Towards Efficient foundation models for VHR satellite images

Publié le
Equipe
Date de début de thèse (si connue)
Septembre/Octobre 2024
Lieu
UBS (Université Bretagne Sud)/IRISA (UMR 6074), campus in Vannes 56000, France
Unité de recherche
IRISA - UMR 6074
Description du sujet de la thèse

Contexte :
Remote sensing imagery for Earth observation (EO) has emerged as a dynamic research area, enabling precise identification, characterization, and interpretation of objects and materials on the Earth’s surface. The ongoing progress in satellite technology has led to the availability of numerous very-high-resolution (VHR) optical satellites, facilitating daily acquisitions. This enables the creation of highly detailed maps with sub-meter spatial resolution, benefiting various essential EO applications such as urban planning, swift disaster mapping, natural resource management, and wildlife monitoring.

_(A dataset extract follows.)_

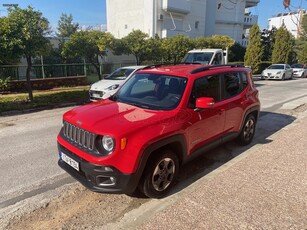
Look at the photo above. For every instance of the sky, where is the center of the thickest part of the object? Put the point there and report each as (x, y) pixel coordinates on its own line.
(93, 12)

In recent years, deep learning (DL) has found success in various machine learning and computer vision domains, including remote sensing (RS). Despite this, applying DL to real-world scenarios using VHR satellite images for operational purposes faces numerous challenges. The foremost challenge involves the difficulty of annotating domain-specific data, particularly in EO applications that demand expert knowledge. Generating precise and comprehensive labeled datasets for training deep models is a time-consuming and expensive endeavor. For instance, in rapid disaster mapping, acquiring accurate labels is nearly unfeasible due to the infrequent and unique nature of catastrophic events.
Another challenge comes from the significant domain shifts inherent in RS data, arising from diverse sensor characteristics (i.e., spatial resolution and spectral bands) and varied acquisition conditions. Lastly, the exploding size of deep models, with millions (or even billions) of parameters, raises concerns. Not only do they demand substantial computational and storage resources, but they also cause negative environmental issues.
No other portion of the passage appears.